In Delano, Minnesota, a black family's home was broken into in March 2017 and a warning was spray-painted on the walls: 'Get Out'. The vandals left a note, too: 'Next time it's going to be fire.'
"Documenting Hate," ProPublica
"I could shoot somebody, and I wouldn't lose any votes"
Donald Trump, January 2016
There's a long history behind what motivates Dante Servin to aim his rifle at the black young woman standing at his door. He sees a black face, and it's this face, this individual standing before him, perhaps speaking incoherently because of that broke-down car a few yards away, that triggers his imagination. And he recalls images of violence not involving this woman before him. Yet, he begins to fear her. He's visibly frightened now. He's been taught that he has rights. He, Dante Servin, an off-duty Chicago policeman, returns indoors, locates his rifle. Servin aim at his target.
And the black woman, Rekia Boyd, 22 years old, believes, she, too, has rights as a human being to seek the aid of another. Only she lands on the concrete in front of Servin's door. Shot in the face. Dead.
Boyd's fears, less known, are no less historical. Certainly, she didn't have the opportunity to convey here fears to law enforcement or anyone else. On that fateful night, one of countless fateful nights and days for African Americans, Boyd may have forgotten she was black, contrary to Servin, who didn't forget he was white.
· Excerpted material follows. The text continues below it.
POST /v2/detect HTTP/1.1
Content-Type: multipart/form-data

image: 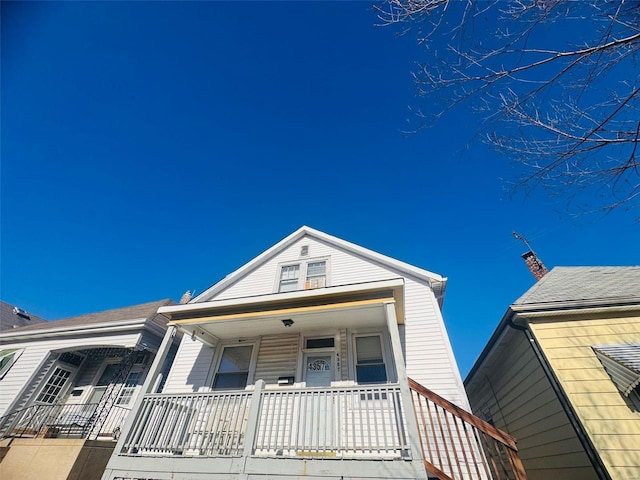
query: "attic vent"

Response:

But maybe this time, it's the narrative that experiences a jolt.
"In Columbus, Ohio, a man went to police because someone had been ringing his doorbell or banging on his garage 25 to 30 times a night, almost every night."
Early in January, 2019, I searched for ProPublica's website and its featured project, Documenting Hate. Included on this database is a request for stories from African Americans. Not just any kind of stories, however, but ones that recount experiences with our encounter with fear and hate. Specifically, the project requests stories written by blacks, describing the ways in which harassment is experienced--at home. Ironically, the project-within-a-project is called, Get Out!
If you are familiar with filmmaker Jordan Peele's Get Out (2017), then you might chuckle. That get out is a warning: Leave immediately! Your very being is in danger! Flee to safety! Leave this white enclave or you'll never leave but become unwillingly and cruelly absorbed into the family!
But there's another get out most blacks living in America have experienced almost as long as the get out that could represent the years of our captivity in slavery. In this horror movie, there are a series of signs (nooses, crosses, swatikas) verbal assaults ("n-word, get out!") and physical abuse that could and often does lead to death.
In this nightmare, strongly suggests we best be gone! And soon!